Le fiabe scelte le ho riscritte, non le ho riportate com’erano in forma originale nelle versioni dei Grimm, Calvino o Afanasjev. La trama, la struttura sono quelle, ma i dialoghi, gli atteggiamenti dei personaggi sono leggermente differenti: ho scelto un taglio più ironico, che porti i lettori a ridere di alcune situazioni paradossali. Ho selezionato storie dove non ci sono i celebri malvagi delle fiabe, l’orco e la strega divoratrice, ma quelle in cui i personaggi superano prove, affrontano situazioni insolite, persino spaventose, con un pizzico di scetticismo, e con empatia. Una delle mie preferite è “Tremotino”, in cui una ragazza viene imprigionata dal re perché fili l’oro dalla paglia. La poveretta non ha alcuna colpa: è stato suo padre a vantarsi che abbia questa dote straordinaria. Anzi, l’oro è filato da un ometto che compare nel nulla e si fa promettere di avere il primo bambino che nascerà una volta che la ragazza si sarà sposata. Come fa poi lei a cavarsela, quando l’ometto verrà a reclamare il bambino? La regina otterrà una proroga e cioè potrà tenersi il bambino se indovinerà il nome dell’ometto, che è Tremotino. Ora, credo che siano molti i significati, ma per me la faccenda divertente, quando racconto la storia alle mie nipoti, sta nel citare nomi assurdi, e vedere come le ragazze sono soddisfatte quando la regina indovina il nome e l’ometto sprofonda in un abisso di rabbia.

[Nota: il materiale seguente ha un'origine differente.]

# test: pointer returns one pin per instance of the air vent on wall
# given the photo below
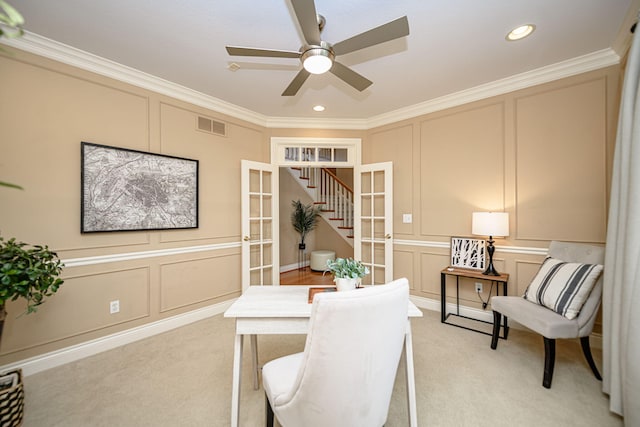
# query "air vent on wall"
(208, 125)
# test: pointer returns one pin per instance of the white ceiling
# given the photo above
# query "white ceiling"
(453, 46)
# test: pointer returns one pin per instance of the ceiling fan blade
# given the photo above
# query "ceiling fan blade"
(351, 77)
(308, 20)
(389, 31)
(271, 53)
(296, 83)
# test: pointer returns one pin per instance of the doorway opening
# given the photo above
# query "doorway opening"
(330, 189)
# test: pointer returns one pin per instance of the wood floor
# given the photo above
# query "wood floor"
(305, 276)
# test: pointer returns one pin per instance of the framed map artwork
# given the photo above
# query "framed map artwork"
(468, 253)
(127, 190)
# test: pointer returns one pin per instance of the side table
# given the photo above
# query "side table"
(502, 279)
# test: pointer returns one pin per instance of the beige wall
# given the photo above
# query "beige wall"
(542, 154)
(46, 110)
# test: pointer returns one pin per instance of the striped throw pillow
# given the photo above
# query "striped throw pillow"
(563, 286)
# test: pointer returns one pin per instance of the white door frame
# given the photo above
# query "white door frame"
(347, 154)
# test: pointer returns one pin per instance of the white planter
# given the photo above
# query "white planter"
(345, 284)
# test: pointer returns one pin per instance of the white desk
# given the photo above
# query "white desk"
(284, 310)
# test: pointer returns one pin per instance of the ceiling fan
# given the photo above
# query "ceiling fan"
(318, 56)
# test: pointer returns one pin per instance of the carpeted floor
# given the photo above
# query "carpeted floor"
(183, 378)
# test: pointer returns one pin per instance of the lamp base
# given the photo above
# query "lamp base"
(490, 270)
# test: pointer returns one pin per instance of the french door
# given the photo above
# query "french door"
(373, 229)
(373, 207)
(260, 230)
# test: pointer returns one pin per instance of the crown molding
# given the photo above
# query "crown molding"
(42, 46)
(582, 64)
(51, 49)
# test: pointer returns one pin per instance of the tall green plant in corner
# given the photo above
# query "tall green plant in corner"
(29, 272)
(304, 218)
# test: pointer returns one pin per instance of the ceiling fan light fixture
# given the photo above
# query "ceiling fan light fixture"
(520, 32)
(317, 60)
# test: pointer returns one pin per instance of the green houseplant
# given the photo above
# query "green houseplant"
(29, 272)
(304, 218)
(347, 272)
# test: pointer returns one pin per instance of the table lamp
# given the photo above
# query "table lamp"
(490, 224)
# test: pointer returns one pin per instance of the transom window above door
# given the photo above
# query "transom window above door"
(341, 152)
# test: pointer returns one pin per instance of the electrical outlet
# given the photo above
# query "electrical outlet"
(114, 307)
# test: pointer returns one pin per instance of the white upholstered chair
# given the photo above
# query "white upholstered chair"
(346, 373)
(549, 323)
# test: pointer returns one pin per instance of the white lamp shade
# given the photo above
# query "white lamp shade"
(490, 224)
(317, 63)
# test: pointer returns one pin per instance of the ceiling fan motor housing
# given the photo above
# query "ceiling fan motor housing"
(317, 59)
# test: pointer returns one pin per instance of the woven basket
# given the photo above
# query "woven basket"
(12, 402)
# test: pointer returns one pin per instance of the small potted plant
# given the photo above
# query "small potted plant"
(304, 218)
(347, 272)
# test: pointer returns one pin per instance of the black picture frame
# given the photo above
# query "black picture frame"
(468, 253)
(131, 190)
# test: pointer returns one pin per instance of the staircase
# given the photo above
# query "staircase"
(332, 195)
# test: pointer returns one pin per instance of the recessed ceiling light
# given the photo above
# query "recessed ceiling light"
(520, 32)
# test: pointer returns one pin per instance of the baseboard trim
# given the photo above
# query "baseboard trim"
(73, 353)
(70, 354)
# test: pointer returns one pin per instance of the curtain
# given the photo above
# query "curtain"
(621, 295)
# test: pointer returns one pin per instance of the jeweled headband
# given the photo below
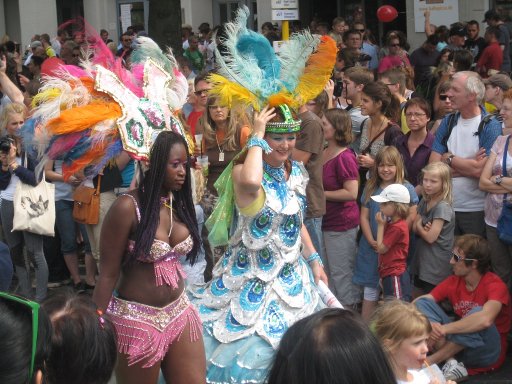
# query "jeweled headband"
(289, 125)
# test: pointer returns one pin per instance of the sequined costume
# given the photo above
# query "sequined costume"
(260, 287)
(145, 332)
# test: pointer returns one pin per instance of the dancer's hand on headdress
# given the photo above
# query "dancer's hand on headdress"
(261, 119)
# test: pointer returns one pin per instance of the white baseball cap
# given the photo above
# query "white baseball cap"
(396, 193)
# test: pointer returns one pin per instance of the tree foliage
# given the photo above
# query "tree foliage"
(164, 24)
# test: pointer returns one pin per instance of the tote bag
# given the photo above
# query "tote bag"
(34, 208)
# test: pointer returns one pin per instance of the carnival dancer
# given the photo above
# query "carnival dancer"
(86, 118)
(265, 281)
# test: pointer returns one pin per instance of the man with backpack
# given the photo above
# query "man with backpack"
(463, 141)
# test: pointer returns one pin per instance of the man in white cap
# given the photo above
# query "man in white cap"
(495, 85)
(393, 241)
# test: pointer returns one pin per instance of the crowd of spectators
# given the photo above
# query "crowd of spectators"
(435, 120)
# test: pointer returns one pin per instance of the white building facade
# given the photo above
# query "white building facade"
(21, 19)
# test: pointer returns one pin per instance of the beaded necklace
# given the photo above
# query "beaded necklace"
(277, 173)
(167, 202)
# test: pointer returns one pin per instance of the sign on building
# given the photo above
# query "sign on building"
(442, 12)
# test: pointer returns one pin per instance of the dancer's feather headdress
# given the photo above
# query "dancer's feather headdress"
(87, 116)
(250, 73)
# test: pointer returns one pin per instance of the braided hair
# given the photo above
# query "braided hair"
(150, 191)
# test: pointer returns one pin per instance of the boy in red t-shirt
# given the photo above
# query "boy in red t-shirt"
(393, 241)
(481, 302)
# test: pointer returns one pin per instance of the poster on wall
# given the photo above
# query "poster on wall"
(442, 12)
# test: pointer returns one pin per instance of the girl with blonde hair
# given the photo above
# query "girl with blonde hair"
(434, 227)
(403, 332)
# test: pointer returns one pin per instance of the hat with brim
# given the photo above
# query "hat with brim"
(396, 193)
(499, 80)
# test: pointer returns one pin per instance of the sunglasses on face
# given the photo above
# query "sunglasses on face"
(458, 258)
(34, 309)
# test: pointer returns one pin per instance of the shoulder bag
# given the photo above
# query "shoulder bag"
(86, 208)
(34, 208)
(504, 227)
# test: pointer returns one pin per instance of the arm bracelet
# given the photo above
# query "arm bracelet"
(257, 142)
(314, 257)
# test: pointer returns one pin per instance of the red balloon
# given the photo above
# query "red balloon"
(387, 13)
(51, 66)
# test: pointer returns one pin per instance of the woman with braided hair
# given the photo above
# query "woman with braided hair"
(143, 237)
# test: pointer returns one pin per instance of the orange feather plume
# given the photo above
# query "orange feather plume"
(229, 92)
(281, 98)
(81, 118)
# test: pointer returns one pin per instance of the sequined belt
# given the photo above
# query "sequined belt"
(156, 317)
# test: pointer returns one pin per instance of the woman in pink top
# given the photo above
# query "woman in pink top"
(341, 221)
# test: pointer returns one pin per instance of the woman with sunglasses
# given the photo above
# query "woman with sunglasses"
(18, 166)
(396, 57)
(224, 135)
(25, 337)
(497, 182)
(442, 107)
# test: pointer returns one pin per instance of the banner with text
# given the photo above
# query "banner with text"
(442, 12)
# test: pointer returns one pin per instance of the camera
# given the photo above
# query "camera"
(5, 144)
(338, 88)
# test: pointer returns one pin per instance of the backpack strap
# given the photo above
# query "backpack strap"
(452, 120)
(483, 123)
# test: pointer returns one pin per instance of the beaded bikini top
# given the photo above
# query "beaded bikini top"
(161, 249)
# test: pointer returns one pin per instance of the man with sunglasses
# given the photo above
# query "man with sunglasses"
(201, 88)
(481, 302)
(463, 141)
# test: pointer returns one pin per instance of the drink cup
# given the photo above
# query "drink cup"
(203, 162)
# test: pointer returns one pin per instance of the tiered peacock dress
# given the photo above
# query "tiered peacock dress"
(261, 285)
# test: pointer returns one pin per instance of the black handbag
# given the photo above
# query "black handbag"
(504, 227)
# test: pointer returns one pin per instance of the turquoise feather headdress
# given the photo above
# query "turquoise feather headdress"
(250, 73)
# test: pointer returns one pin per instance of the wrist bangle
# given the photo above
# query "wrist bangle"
(101, 319)
(257, 142)
(314, 257)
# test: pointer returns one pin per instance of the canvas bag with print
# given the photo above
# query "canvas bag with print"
(34, 208)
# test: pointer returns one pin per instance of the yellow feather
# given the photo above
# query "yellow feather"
(230, 93)
(282, 98)
(317, 72)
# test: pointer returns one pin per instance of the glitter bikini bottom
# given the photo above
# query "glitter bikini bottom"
(144, 333)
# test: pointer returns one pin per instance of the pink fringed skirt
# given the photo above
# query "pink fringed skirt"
(144, 333)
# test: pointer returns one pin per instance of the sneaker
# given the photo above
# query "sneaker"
(57, 284)
(453, 370)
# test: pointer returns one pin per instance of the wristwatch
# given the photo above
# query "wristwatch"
(449, 160)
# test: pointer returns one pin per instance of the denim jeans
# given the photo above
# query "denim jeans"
(314, 227)
(481, 348)
(34, 246)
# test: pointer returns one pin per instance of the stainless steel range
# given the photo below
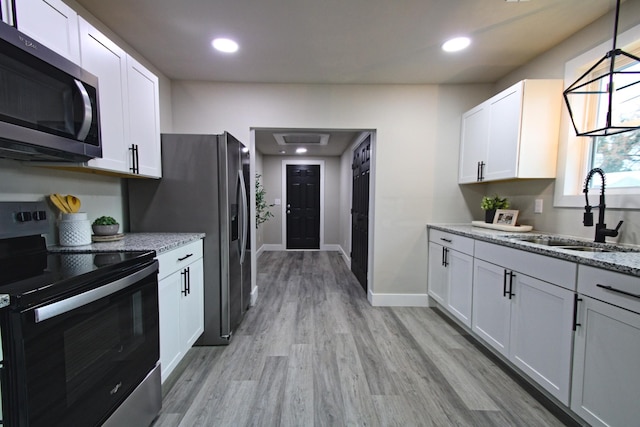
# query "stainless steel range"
(79, 331)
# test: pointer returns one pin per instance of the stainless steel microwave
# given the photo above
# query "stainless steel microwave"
(48, 104)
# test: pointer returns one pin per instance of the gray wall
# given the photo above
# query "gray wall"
(417, 137)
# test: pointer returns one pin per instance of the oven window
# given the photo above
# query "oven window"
(80, 365)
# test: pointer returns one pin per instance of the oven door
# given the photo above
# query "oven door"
(82, 356)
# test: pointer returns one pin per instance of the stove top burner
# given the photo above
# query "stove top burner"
(31, 275)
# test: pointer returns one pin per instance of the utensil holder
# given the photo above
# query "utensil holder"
(74, 229)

Un’ultima cosa. Molte delle tue fiabe rappresentano personaggi femminili forti, che vogliono creare un proprio percorso nel mondo, e non limitarsi ad attendere i capricci dei principi. Anche le tue giovani ascoltatrici sembrano percepire, e apprezzare, questo nuovo taglio. Come le fiabe riescono a rappresentare un cambiamento dell’immaginario che è tuttora in corso? Come possono diventare veicoli di un pensiero più consapevole anche sui rapporti sociali?

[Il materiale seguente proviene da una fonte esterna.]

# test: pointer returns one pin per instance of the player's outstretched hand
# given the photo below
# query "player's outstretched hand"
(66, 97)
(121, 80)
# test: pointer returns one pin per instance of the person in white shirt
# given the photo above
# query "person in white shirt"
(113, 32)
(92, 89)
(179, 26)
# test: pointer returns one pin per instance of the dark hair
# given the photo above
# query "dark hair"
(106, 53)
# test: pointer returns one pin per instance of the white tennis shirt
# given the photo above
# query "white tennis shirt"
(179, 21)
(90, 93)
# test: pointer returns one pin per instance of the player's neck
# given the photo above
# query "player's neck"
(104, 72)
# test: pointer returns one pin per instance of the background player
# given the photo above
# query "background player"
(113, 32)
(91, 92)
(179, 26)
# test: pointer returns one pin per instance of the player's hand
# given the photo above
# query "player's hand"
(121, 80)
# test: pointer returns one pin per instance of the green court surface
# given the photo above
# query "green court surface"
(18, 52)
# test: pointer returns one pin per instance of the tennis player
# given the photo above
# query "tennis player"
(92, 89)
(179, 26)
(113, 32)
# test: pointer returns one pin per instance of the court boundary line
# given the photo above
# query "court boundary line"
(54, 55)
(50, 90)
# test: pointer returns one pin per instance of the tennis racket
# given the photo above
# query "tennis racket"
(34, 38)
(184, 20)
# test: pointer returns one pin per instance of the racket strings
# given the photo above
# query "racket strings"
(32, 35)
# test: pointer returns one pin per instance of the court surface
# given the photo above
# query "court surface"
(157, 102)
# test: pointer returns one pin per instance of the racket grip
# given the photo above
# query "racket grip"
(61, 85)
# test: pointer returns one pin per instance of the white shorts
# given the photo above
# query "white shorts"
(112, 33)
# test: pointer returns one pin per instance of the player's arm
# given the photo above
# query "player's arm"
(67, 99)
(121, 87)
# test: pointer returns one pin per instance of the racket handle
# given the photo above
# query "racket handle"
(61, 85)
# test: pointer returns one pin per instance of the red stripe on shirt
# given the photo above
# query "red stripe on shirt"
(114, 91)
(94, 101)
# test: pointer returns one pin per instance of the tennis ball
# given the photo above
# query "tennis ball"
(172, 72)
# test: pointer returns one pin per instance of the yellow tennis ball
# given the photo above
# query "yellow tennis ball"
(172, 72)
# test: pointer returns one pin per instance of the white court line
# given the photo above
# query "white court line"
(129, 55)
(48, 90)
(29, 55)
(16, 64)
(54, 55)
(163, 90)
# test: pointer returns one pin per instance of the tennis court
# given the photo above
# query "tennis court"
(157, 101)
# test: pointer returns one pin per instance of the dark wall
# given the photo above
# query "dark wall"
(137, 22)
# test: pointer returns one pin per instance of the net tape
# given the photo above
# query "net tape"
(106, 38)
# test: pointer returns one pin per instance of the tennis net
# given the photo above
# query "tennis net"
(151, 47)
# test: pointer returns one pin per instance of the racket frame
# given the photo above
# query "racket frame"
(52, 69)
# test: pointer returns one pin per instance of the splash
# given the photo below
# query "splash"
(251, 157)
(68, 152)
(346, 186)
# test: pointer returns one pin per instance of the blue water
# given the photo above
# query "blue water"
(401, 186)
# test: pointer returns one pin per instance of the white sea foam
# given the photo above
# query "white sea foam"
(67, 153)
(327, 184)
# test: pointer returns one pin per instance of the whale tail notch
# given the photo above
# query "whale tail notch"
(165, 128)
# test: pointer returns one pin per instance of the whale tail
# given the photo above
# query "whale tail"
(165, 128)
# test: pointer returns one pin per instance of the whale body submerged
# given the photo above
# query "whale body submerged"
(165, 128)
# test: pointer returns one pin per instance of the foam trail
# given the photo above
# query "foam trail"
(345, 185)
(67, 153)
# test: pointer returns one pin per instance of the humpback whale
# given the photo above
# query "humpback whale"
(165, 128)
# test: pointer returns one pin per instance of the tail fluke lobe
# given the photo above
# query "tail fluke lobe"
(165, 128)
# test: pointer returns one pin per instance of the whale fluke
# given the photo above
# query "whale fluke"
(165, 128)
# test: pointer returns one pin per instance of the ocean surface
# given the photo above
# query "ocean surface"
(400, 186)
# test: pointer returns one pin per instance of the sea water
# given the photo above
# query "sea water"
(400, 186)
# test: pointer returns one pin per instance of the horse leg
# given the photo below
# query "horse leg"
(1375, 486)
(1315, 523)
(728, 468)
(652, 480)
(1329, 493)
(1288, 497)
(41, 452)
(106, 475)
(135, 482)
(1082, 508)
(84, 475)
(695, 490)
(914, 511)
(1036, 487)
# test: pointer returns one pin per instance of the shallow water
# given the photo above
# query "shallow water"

Nella selezione delle storie, ho scelto fiabe celebri ma le mie protagoniste sono senz’altro più attive, propositive, decise, non per una interpretazione al femminile, ma perché stavolta sono io a raccontarle e da scrittrice so cogliere e valorizzare aspetti censurati o messi in minore evidenza. Come abbiamo visto, in “Tremotino” una ragazza tiene testa a diversi uomini: il padre che se ne vanta, il re avido, un ometto che le vuol rapire il figlio, e lo fa senza per questo essere una guerriera! Ho cercato di evidenziare le doti femminili: nella fiaba “La sposa che viveva di vento”, l’idea di ingannare un avaro era affidata all’astuto cameriere, pur essendo una ragazza direttamente coinvolta, quella che lo sposa e lo inganna. Ho semplicemente restituito alla protagonista l’idea, il comportamento e la gestione della vicenda. Questa “operazione” è molto gradita alle mie nipoti e in generale alle lettrici di oggi che non possono identificarsi in ragazze senza iniziativa, relegate a ruoli di cameriere o manipolate da qualcuno, ma si immedesimano in eroine più intraprendenti, come sono oggi le protagoniste delle storie contemporanee. Ma anche nelle fiabe lo erano: Pelle D’Asino rinuncia a essere principessa e regina, lavora, si nasconde, e conquista un principe sotto mentite spoglie; la Fata Aquilina salva Liombruno; la Bella Addormentata deve vedersela con una suocera megera per salvare bambini nati da una convivenza segreta… Le fiabe con queste ragazze coraggiose, che affrontano situazioni “noir” sono le mie preferite. E come si vede, nel mondo meraviglioso della fiaba sono contemplati tantissimi aspetti umani. Sta a noi ritrovare connessioni sotterranee, legami con le nostre nonne e le nostre intelligentissime ave, per sapere che il nostro percorso ha una solidità, un sostegno che ci proiettano verso un futuro con più fiducia.